"And she saw that the girls who have to work for their bread are treated in such a way that slavery would be a better lot for most of them. For they have to work twelve hours in the day, and sometimes more; they sit in close, hot rooms, poisoned by gas; they get no change of position as the day goes on; they have no holiday, no respite, save on Sunday; they draw miserable wages, and they are indifferently fed. So that she thought one good thing Miss Messenger could do was to help those girls, and this was how our Association was founded."
"But we shall thank you, all the same," said Nelly.
"Then another thing happened. There was a young—gentleman," Angela went on, "staying at the East End too. He called himself a working-man, said he was the son of a sergeant in the army, but everybody knew he was a gentleman. This dressmaker made his acquaintance, and talked with him a great deal. He was full of ideas, and one day he proposed that we should have a Palace of Delight. It would cost a great deal of money; but they talked as if they had that sum, and more, at their disposal. They arranged it all; they provided for everything. When the scheme was fully drawn up, the dressmaker took it to Miss Messenger. O my dear girls! this is the Palace of Delight. It is built as they proposed; it is finished; it is our own; and here is its inventor."
She took Harry's hand. He stood beside her, gazing upon her impassioned face; but he was silent. "It looks cold and empty now, but when you see it on the opening day; when you come here night after night; when you get to feel the place to be a part, and the best part, of your life, then remember that what Miss Messenger did was nothing compared with what this—this young gentleman did.

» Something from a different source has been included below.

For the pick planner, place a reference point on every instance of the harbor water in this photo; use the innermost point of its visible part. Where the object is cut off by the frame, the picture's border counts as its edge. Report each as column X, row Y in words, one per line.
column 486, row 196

For he invented it."
"Now," she said, rising—they were all too much astonished to make any demonstration—"now let us examine the building. This hall is your great reception-room. You will use it for the ball nights, when you give your great dances; a thousand couples may dance here without crowding. On wet days it is to be the playground of the children. It will hold a couple of thousand, without jostling against each other. There is the gallery for the music, as soon as you have got any."
She led the way to a door on the right.
"This," she said, "is your theatre."
It was like a Roman theatre, being built in the form of a semicircle, tier above tier, having no distinction in places, save that some were nearer the stage and some further off.
"Here," she said, "you will act. Do not think that players will be found for you. If you want a theatre you must find your own actors. If you want an orchestra you must find your own for your theatre, because in this place everything will be done by yourselves."